Johnson & Johnson's $31.4 billion acquisition of Actelion in January was the biggest deal so far in 2017, according to Dealogic data.
"The TMT [tech media telecom] sector has been one of the hottest sectors in the last few years, and if a T-Mobile-Sprint merger goes ahead, it would push deal volume in this sector this year to levels not seen since before the financial crisis," Dealogic's head of Americas M&A research, Agnieszka Zalecka, wrote in an email. "The deal will face huge regulatory scrutiny, and previous talks for Sprint to buy T-Mobile fell through in 2014 because of regulatory concerns."
As mentioned, Sprint was forced to abandon its attempt to acquire T-Mobile three years ago. However, the companies may believe large telecom consolidation is possible under the President Donald Trump administration.
Deutsche Telekom CEO Tim Hoettges also hinted Thursday, he is open to a T-Mobile deal.
"Purely theoretically, we can see several advantages to consolidation and convergence," Hoettges said according to a Reuters report. "The strong position we have established for ourselves gives us the time and space to evaluate all options together with colleagues in the U.S."

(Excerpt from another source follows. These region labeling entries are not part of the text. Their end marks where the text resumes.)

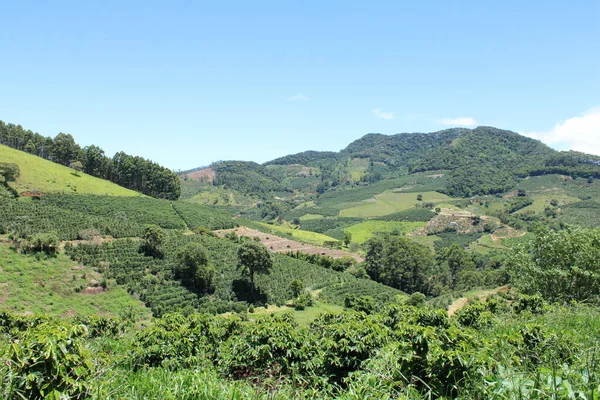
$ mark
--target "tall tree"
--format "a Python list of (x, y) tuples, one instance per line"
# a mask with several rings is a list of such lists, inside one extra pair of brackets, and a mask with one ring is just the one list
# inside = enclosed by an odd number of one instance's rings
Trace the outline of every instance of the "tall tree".
[(238, 248), (238, 268), (250, 279), (250, 295), (254, 298), (254, 275), (268, 274), (273, 268), (269, 250), (254, 241), (244, 242)]
[(214, 289), (216, 270), (210, 264), (204, 246), (200, 243), (188, 243), (177, 252), (175, 258), (176, 265), (173, 272), (184, 285), (200, 292)]
[(77, 159), (78, 151), (79, 146), (75, 143), (73, 136), (61, 132), (54, 138), (52, 161), (62, 165), (69, 165)]
[(385, 235), (366, 243), (365, 269), (371, 279), (406, 293), (429, 291), (428, 277), (435, 272), (429, 248), (402, 236)]

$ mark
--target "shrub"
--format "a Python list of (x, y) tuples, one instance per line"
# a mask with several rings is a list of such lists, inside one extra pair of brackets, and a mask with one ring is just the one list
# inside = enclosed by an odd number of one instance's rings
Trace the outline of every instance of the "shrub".
[(80, 338), (83, 325), (42, 324), (27, 331), (10, 346), (7, 355), (11, 386), (18, 397), (28, 399), (82, 399), (89, 396), (92, 364)]

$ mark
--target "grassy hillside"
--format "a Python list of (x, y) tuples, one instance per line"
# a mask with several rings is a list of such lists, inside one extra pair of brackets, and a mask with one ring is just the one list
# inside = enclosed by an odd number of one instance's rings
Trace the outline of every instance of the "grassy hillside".
[[(47, 260), (23, 255), (0, 244), (0, 310), (55, 316), (95, 314), (118, 316), (133, 310), (142, 318), (150, 316), (143, 303), (102, 276), (64, 255)], [(91, 289), (87, 289), (90, 287)]]
[(0, 145), (0, 162), (17, 164), (20, 176), (11, 185), (19, 193), (85, 193), (110, 196), (141, 196), (112, 182), (75, 171), (64, 165)]

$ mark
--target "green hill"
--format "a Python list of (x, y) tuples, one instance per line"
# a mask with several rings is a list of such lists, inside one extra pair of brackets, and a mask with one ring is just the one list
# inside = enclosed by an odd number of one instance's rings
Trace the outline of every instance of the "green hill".
[[(127, 310), (148, 318), (149, 310), (114, 281), (64, 255), (39, 259), (0, 244), (0, 310), (53, 316), (118, 316)], [(103, 287), (105, 286), (105, 287)]]
[(56, 164), (24, 151), (0, 145), (0, 162), (16, 164), (20, 175), (11, 183), (18, 193), (84, 193), (110, 196), (141, 196), (112, 182)]

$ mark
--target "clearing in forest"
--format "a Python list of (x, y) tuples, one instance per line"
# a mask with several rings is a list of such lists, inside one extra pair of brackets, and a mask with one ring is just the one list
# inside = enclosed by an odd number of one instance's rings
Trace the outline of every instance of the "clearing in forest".
[(241, 226), (235, 229), (223, 229), (214, 231), (217, 236), (225, 236), (227, 233), (234, 232), (238, 236), (246, 236), (249, 238), (259, 238), (260, 242), (264, 244), (270, 251), (275, 253), (286, 253), (288, 251), (299, 251), (306, 254), (320, 254), (322, 256), (329, 256), (333, 258), (341, 257), (352, 257), (356, 261), (361, 262), (363, 258), (356, 254), (350, 253), (343, 250), (329, 249), (327, 247), (312, 246), (310, 244), (296, 242), (294, 240), (286, 239), (280, 236), (275, 236), (270, 233), (264, 233), (255, 229), (246, 228)]

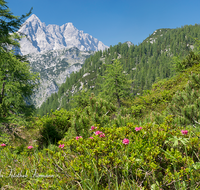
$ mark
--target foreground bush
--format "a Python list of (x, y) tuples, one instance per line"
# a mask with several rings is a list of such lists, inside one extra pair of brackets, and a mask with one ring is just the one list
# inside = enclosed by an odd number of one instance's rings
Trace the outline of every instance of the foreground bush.
[[(92, 126), (89, 138), (63, 139), (42, 151), (30, 145), (19, 154), (2, 144), (1, 187), (199, 189), (200, 133), (172, 123), (169, 116), (161, 125)], [(25, 177), (8, 177), (11, 169)]]

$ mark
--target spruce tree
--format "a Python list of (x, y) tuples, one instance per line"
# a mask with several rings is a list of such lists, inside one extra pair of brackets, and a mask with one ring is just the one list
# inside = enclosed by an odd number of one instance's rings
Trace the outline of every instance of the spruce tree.
[[(30, 15), (14, 16), (4, 0), (0, 0), (0, 124), (18, 122), (32, 115), (31, 95), (38, 85), (38, 74), (32, 73), (29, 63), (7, 48), (19, 47), (14, 34)], [(13, 34), (11, 34), (13, 33)]]
[(113, 64), (107, 65), (103, 79), (100, 96), (109, 101), (115, 100), (118, 107), (121, 107), (122, 99), (128, 98), (131, 92), (131, 80), (128, 80), (126, 73), (123, 72), (122, 64), (119, 60), (114, 60)]
[(185, 90), (178, 91), (168, 106), (175, 123), (196, 125), (200, 123), (200, 75), (191, 74)]

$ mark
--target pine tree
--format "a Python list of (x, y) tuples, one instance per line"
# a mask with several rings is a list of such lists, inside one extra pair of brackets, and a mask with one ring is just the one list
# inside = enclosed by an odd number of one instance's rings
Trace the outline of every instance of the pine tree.
[(10, 33), (16, 32), (29, 14), (16, 17), (0, 0), (0, 124), (21, 121), (34, 110), (30, 97), (38, 86), (38, 74), (32, 73), (29, 63), (7, 48), (19, 46), (19, 35)]
[(131, 92), (131, 80), (127, 80), (123, 67), (119, 60), (107, 65), (106, 74), (102, 76), (104, 83), (103, 92), (100, 96), (105, 96), (108, 100), (116, 100), (118, 107), (121, 107), (122, 98), (128, 98)]
[(200, 75), (191, 74), (186, 88), (177, 92), (168, 106), (175, 122), (180, 125), (196, 125), (200, 123)]

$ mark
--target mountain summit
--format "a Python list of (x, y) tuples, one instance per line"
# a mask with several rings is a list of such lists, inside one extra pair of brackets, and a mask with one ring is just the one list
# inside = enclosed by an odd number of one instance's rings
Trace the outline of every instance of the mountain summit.
[(20, 41), (20, 51), (23, 55), (71, 47), (77, 47), (81, 51), (108, 48), (101, 41), (75, 28), (71, 22), (62, 26), (46, 26), (35, 14), (26, 20), (19, 32), (27, 35), (27, 38)]

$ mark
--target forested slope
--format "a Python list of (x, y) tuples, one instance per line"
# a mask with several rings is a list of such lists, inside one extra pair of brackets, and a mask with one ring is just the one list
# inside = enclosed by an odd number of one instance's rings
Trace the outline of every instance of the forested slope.
[(154, 82), (172, 77), (174, 72), (173, 56), (184, 58), (194, 48), (194, 38), (200, 38), (200, 25), (186, 25), (176, 29), (159, 29), (139, 45), (129, 46), (118, 43), (108, 50), (98, 51), (86, 59), (77, 73), (72, 73), (61, 85), (58, 93), (52, 94), (42, 104), (37, 113), (44, 115), (51, 109), (71, 109), (70, 97), (83, 86), (95, 95), (101, 91), (106, 65), (119, 59), (127, 79), (132, 80), (132, 96), (151, 89)]

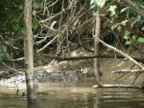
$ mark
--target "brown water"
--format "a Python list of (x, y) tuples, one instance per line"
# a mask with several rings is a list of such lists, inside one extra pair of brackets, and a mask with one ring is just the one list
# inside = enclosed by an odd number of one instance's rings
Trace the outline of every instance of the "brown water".
[[(43, 83), (36, 108), (144, 108), (144, 94), (130, 89), (93, 89), (93, 82)], [(26, 98), (0, 95), (0, 108), (26, 108)]]

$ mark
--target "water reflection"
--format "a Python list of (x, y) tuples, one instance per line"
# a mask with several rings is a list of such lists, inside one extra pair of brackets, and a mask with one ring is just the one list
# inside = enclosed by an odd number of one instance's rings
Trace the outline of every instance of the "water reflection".
[[(35, 108), (144, 108), (144, 96), (138, 90), (93, 89), (92, 84), (85, 83), (43, 85)], [(0, 108), (26, 106), (26, 98), (0, 96)]]

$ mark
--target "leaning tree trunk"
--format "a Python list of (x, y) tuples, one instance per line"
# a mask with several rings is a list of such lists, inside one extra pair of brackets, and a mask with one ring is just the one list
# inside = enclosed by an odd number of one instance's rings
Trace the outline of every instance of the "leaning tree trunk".
[[(96, 13), (96, 24), (95, 24), (95, 34), (94, 37), (94, 54), (99, 55), (99, 41), (97, 38), (100, 36), (100, 16), (99, 16), (99, 8)], [(100, 75), (99, 75), (99, 58), (94, 58), (94, 75), (96, 78), (97, 85), (100, 85)]]
[(34, 108), (33, 102), (35, 100), (34, 80), (33, 80), (33, 34), (32, 34), (32, 0), (25, 0), (24, 8), (24, 54), (26, 66), (26, 85), (27, 85), (27, 99), (28, 108)]

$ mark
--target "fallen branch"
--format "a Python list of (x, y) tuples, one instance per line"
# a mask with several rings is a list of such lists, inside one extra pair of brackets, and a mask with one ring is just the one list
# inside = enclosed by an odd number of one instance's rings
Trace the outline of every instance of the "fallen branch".
[(136, 3), (134, 3), (131, 0), (121, 0), (121, 2), (125, 2), (132, 10), (137, 12), (139, 15), (141, 15), (144, 18), (144, 10), (140, 9)]
[[(58, 57), (58, 56), (49, 56), (45, 55), (47, 58), (56, 59), (59, 61), (66, 61), (66, 60), (81, 60), (81, 59), (93, 59), (93, 58), (117, 58), (117, 59), (124, 59), (124, 56), (109, 56), (109, 55), (92, 55), (92, 56), (77, 56), (77, 57)], [(141, 58), (133, 58), (137, 62), (144, 63), (144, 59)]]
[(114, 70), (112, 73), (144, 73), (144, 69), (121, 69)]
[(126, 58), (128, 58), (130, 61), (132, 61), (134, 64), (136, 64), (137, 66), (139, 66), (141, 69), (144, 69), (144, 67), (143, 67), (140, 63), (138, 63), (136, 60), (134, 60), (134, 59), (133, 59), (132, 57), (130, 57), (128, 54), (122, 52), (121, 50), (118, 50), (117, 48), (115, 48), (115, 47), (113, 47), (113, 46), (111, 46), (111, 45), (109, 45), (109, 44), (107, 44), (107, 43), (105, 43), (104, 41), (102, 41), (102, 40), (99, 39), (99, 38), (97, 38), (97, 39), (98, 39), (98, 41), (99, 41), (100, 43), (102, 43), (104, 46), (106, 46), (106, 47), (108, 47), (108, 48), (116, 51), (117, 53), (123, 55), (124, 57), (126, 57)]
[(124, 85), (124, 84), (102, 84), (94, 85), (93, 88), (132, 88), (132, 89), (141, 89), (141, 86), (134, 85)]

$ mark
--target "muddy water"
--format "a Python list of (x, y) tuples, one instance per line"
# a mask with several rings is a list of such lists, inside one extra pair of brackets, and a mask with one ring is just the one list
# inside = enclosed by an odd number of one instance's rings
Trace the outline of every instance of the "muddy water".
[[(93, 81), (41, 83), (36, 108), (144, 108), (142, 91), (93, 89), (93, 84)], [(16, 97), (15, 92), (0, 95), (0, 108), (26, 108), (26, 104), (26, 98)]]

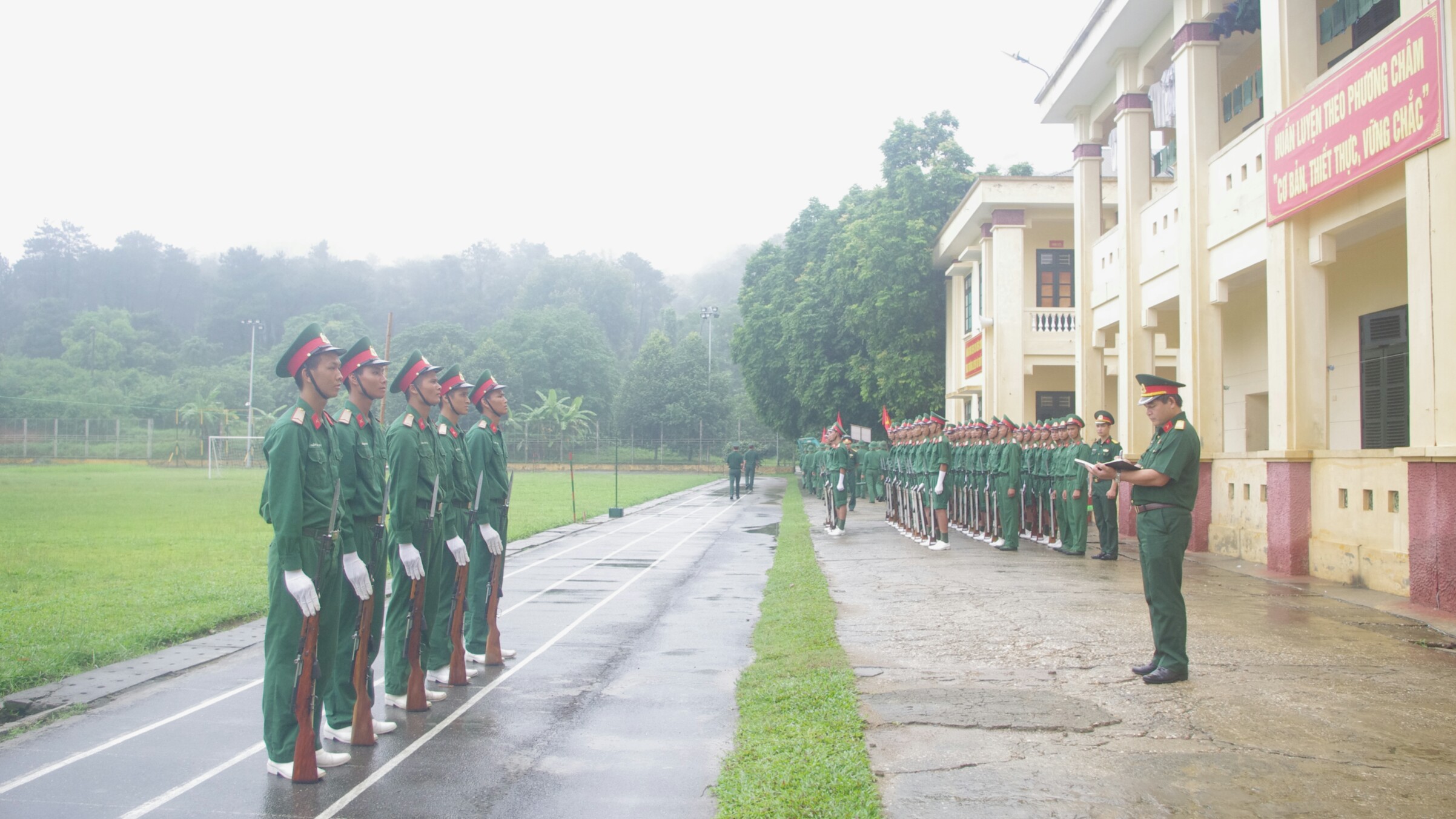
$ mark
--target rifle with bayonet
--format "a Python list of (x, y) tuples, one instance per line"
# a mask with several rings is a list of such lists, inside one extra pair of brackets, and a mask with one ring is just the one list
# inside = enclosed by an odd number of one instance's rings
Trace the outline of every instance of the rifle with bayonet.
[[(430, 490), (430, 517), (425, 519), (425, 546), (430, 548), (435, 538), (435, 506), (440, 503), (440, 475), (435, 474), (435, 485)], [(409, 662), (409, 682), (405, 686), (405, 710), (424, 711), (430, 707), (425, 701), (425, 659), (421, 650), (425, 628), (425, 579), (409, 581), (409, 637), (405, 641), (405, 660)]]
[(501, 656), (501, 627), (496, 619), (501, 611), (501, 581), (505, 580), (505, 532), (510, 523), (511, 494), (514, 491), (515, 472), (511, 472), (505, 484), (505, 503), (501, 504), (501, 530), (496, 532), (501, 538), (501, 551), (491, 555), (491, 593), (486, 596), (485, 603), (485, 621), (489, 627), (485, 635), (485, 665), (488, 666), (505, 665), (505, 657)]

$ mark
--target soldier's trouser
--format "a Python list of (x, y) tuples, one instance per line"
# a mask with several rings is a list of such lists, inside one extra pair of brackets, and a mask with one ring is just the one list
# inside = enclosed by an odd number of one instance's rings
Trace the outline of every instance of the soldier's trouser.
[[(338, 546), (335, 546), (338, 551)], [(338, 557), (320, 560), (317, 541), (303, 545), (303, 571), (319, 590), (319, 666), (328, 665), (338, 643), (339, 573), (333, 568)], [(333, 611), (331, 618), (325, 612)], [(297, 670), (303, 612), (282, 583), (282, 561), (274, 545), (268, 546), (268, 624), (264, 627), (264, 745), (274, 762), (293, 762), (293, 743), (298, 739), (298, 723), (293, 717), (293, 686)], [(319, 730), (323, 716), (323, 685), (314, 685), (313, 730)], [(314, 733), (314, 748), (323, 748)]]
[[(419, 630), (419, 659), (422, 660), (422, 667), (430, 670), (431, 646), (435, 641), (444, 641), (446, 644), (446, 663), (450, 662), (448, 646), (450, 646), (450, 630), (448, 624), (435, 622), (432, 615), (440, 611), (440, 593), (450, 593), (450, 583), (454, 581), (454, 560), (447, 558), (450, 554), (446, 549), (446, 544), (440, 539), (440, 529), (430, 536), (428, 542), (422, 542), (424, 532), (415, 532), (419, 538), (414, 545), (419, 549), (421, 563), (425, 567), (425, 581), (421, 584), (425, 589), (424, 600), (424, 615), (425, 622), (421, 624)], [(390, 596), (389, 606), (384, 609), (384, 694), (390, 697), (403, 697), (405, 686), (409, 683), (409, 660), (405, 657), (405, 650), (409, 647), (409, 576), (405, 574), (405, 564), (399, 560), (399, 539), (392, 532), (389, 536), (389, 571), (390, 571)], [(446, 565), (448, 560), (450, 565)]]
[[(1083, 554), (1088, 551), (1088, 498), (1085, 497), (1086, 490), (1082, 488), (1086, 484), (1080, 484), (1067, 490), (1067, 500), (1063, 501), (1066, 513), (1063, 516), (1064, 535), (1061, 538), (1061, 551), (1069, 554)], [(1082, 490), (1079, 494), (1083, 497), (1072, 497), (1072, 493)]]
[[(325, 665), (323, 678), (329, 681), (323, 688), (323, 704), (329, 713), (329, 724), (342, 729), (354, 721), (354, 651), (358, 640), (368, 641), (368, 672), (365, 682), (370, 692), (370, 704), (374, 702), (374, 657), (379, 657), (379, 640), (384, 631), (384, 544), (374, 545), (374, 519), (358, 517), (354, 520), (351, 535), (354, 549), (360, 560), (368, 565), (370, 580), (374, 581), (374, 616), (370, 622), (358, 622), (360, 597), (354, 593), (354, 586), (344, 580), (342, 549), (335, 560), (339, 561), (339, 606), (338, 606), (338, 648), (333, 651), (333, 662)], [(322, 654), (320, 654), (322, 657)]]
[[(480, 501), (480, 520), (489, 523), (504, 544), (505, 528), (501, 526), (501, 503)], [(483, 654), (485, 638), (491, 634), (491, 624), (485, 619), (485, 606), (491, 602), (491, 579), (495, 577), (496, 557), (486, 548), (479, 529), (472, 532), (466, 542), (470, 544), (470, 579), (464, 584), (464, 650), (472, 654)]]
[[(996, 478), (996, 513), (1000, 514), (1000, 535), (1009, 545), (1021, 539), (1021, 487), (1012, 487), (1010, 478)], [(1006, 497), (1006, 490), (1015, 488), (1016, 495)]]
[(1092, 516), (1096, 519), (1098, 546), (1102, 554), (1117, 554), (1117, 498), (1107, 497), (1112, 481), (1092, 484)]
[(1153, 624), (1153, 662), (1188, 670), (1188, 609), (1182, 599), (1182, 558), (1192, 536), (1185, 509), (1153, 509), (1137, 516), (1137, 560), (1143, 568), (1143, 597)]
[[(450, 622), (451, 618), (454, 618), (454, 576), (459, 564), (454, 561), (454, 555), (450, 554), (450, 549), (444, 545), (444, 542), (454, 535), (460, 535), (460, 539), (466, 541), (466, 554), (470, 551), (470, 542), (466, 538), (464, 530), (466, 520), (470, 519), (470, 510), (451, 504), (441, 509), (438, 517), (440, 523), (444, 526), (444, 533), (440, 535), (440, 548), (443, 549), (440, 567), (444, 577), (440, 579), (440, 590), (435, 597), (435, 616), (430, 622), (440, 624), (440, 640), (430, 644), (430, 656), (427, 657), (425, 669), (441, 669), (448, 666), (453, 650), (450, 644)], [(466, 565), (469, 567), (469, 564)], [(469, 568), (466, 571), (469, 577)], [(425, 576), (425, 583), (430, 583), (428, 574)], [(467, 587), (469, 584), (470, 581), (466, 580)], [(425, 616), (428, 618), (430, 615), (427, 614)]]

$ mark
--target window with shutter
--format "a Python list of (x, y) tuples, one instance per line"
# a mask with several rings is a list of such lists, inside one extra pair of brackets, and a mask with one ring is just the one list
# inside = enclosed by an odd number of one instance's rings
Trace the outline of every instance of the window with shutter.
[(1360, 446), (1411, 444), (1408, 310), (1402, 305), (1360, 316)]

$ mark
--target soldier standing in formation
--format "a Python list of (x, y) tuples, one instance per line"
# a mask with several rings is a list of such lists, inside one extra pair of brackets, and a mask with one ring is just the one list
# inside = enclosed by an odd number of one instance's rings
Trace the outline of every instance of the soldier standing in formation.
[[(1096, 427), (1096, 442), (1092, 444), (1092, 461), (1108, 463), (1123, 456), (1123, 444), (1112, 440), (1112, 424), (1117, 423), (1107, 410), (1092, 415)], [(1092, 514), (1096, 517), (1098, 546), (1101, 552), (1092, 560), (1117, 560), (1117, 481), (1092, 484)]]
[[(323, 328), (310, 324), (288, 345), (275, 372), (298, 386), (298, 402), (280, 417), (264, 436), (268, 474), (259, 514), (274, 528), (268, 545), (268, 622), (264, 630), (264, 746), (268, 772), (293, 778), (293, 751), (298, 737), (294, 717), (294, 662), (306, 618), (319, 616), (317, 656), (329, 660), (338, 640), (341, 603), (339, 560), (333, 557), (333, 517), (338, 514), (339, 442), (333, 418), (323, 410), (339, 393), (341, 348), (329, 344)], [(349, 761), (348, 753), (322, 751), (319, 720), (322, 692), (314, 688), (313, 714), (316, 764), (332, 768)], [(300, 771), (301, 772), (301, 771)], [(316, 781), (310, 771), (309, 781)], [(316, 771), (319, 777), (322, 771)]]
[[(367, 643), (368, 672), (367, 689), (374, 692), (374, 659), (379, 657), (379, 641), (384, 630), (384, 542), (380, 517), (384, 501), (384, 431), (374, 420), (374, 402), (384, 398), (389, 379), (384, 367), (389, 364), (370, 344), (368, 337), (360, 338), (341, 358), (339, 375), (345, 379), (349, 393), (333, 434), (339, 442), (339, 568), (351, 589), (339, 595), (338, 630), (348, 634), (355, 625), (355, 640)], [(351, 593), (352, 592), (352, 593)], [(370, 622), (360, 621), (360, 602), (373, 597), (376, 608)], [(320, 675), (323, 688), (325, 723), (323, 739), (351, 742), (354, 723), (354, 646), (351, 640), (338, 640), (332, 662), (323, 665)], [(395, 730), (395, 723), (374, 720), (374, 733)]]
[(1182, 597), (1182, 561), (1192, 536), (1192, 506), (1198, 497), (1198, 456), (1203, 442), (1188, 423), (1178, 388), (1153, 375), (1139, 375), (1139, 401), (1153, 424), (1153, 440), (1139, 469), (1118, 472), (1096, 465), (1098, 481), (1133, 485), (1137, 514), (1137, 551), (1143, 570), (1143, 595), (1153, 625), (1153, 659), (1134, 666), (1143, 682), (1166, 683), (1188, 679), (1188, 611)]

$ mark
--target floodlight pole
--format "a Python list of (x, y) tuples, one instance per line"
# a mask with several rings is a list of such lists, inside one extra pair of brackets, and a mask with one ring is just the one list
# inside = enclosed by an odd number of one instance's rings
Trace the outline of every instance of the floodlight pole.
[(243, 455), (243, 468), (249, 468), (253, 465), (253, 357), (258, 351), (258, 326), (264, 322), (243, 319), (243, 324), (252, 331), (248, 340), (248, 453)]

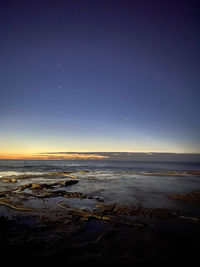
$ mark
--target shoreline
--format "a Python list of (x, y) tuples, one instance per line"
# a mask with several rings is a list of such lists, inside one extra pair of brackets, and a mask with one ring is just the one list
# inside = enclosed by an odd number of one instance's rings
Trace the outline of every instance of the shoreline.
[[(25, 266), (30, 260), (67, 266), (188, 266), (198, 262), (200, 218), (174, 209), (108, 204), (73, 191), (79, 181), (71, 173), (63, 172), (61, 178), (51, 183), (26, 182), (1, 192), (4, 266)], [(10, 178), (7, 182), (16, 183)], [(75, 200), (92, 206), (70, 205)]]

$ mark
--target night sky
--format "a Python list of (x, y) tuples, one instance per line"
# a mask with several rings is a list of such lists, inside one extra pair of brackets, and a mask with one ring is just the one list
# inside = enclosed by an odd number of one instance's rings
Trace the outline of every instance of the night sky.
[(1, 1), (0, 153), (200, 152), (199, 1)]

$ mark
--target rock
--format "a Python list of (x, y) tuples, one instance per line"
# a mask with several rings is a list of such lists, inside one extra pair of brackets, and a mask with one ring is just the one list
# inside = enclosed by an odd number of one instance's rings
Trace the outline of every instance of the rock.
[(63, 195), (65, 198), (86, 198), (87, 195), (80, 192), (65, 192)]
[(67, 185), (77, 184), (78, 182), (79, 182), (78, 180), (66, 180), (66, 181), (59, 182), (58, 184), (61, 186), (67, 186)]
[(31, 184), (29, 189), (35, 190), (35, 189), (42, 189), (43, 187), (44, 187), (44, 185), (42, 185), (42, 184)]
[(173, 194), (169, 195), (172, 199), (183, 201), (200, 201), (200, 191), (195, 191), (190, 194)]
[(4, 178), (1, 180), (4, 183), (16, 183), (17, 182), (17, 178)]

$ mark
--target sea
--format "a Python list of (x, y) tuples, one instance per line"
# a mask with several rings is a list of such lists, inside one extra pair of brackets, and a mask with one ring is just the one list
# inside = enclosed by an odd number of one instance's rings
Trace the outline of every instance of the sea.
[[(170, 197), (171, 194), (200, 190), (200, 176), (190, 173), (199, 170), (199, 162), (0, 160), (0, 191), (16, 186), (16, 183), (4, 183), (6, 177), (26, 175), (26, 182), (42, 183), (49, 182), (49, 178), (45, 176), (47, 173), (70, 171), (79, 182), (69, 186), (67, 191), (101, 198), (108, 204), (178, 209), (190, 216), (199, 217), (198, 203), (185, 203)], [(56, 179), (55, 175), (53, 180)], [(17, 183), (20, 184), (20, 181)], [(90, 203), (84, 205), (89, 206)]]

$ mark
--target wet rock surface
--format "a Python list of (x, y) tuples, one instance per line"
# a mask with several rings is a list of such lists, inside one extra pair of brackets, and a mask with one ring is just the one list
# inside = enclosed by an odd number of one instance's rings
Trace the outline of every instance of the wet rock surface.
[(175, 200), (200, 202), (200, 191), (195, 191), (190, 194), (173, 194), (170, 197)]

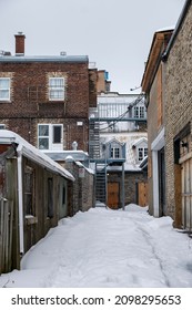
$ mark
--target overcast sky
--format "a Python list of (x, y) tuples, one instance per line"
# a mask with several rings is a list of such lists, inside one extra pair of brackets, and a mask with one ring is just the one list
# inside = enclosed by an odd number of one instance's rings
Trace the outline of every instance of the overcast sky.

If the merger talks get serious, other companies may decide to jump into the fray. Bloomberg News reported in April that Sprint thinks it may get acquisition interest from cable companies such as Comcast, Charter and Altice.
Sprint shares closed up 1 percent on Friday, while T-Mobile stock closed down slightly negative. Both companies did not immediately return requests for comment.
Disclosure: Comcast is the owner of NBCUniversal, the parent company of CNBC and CNBC.com.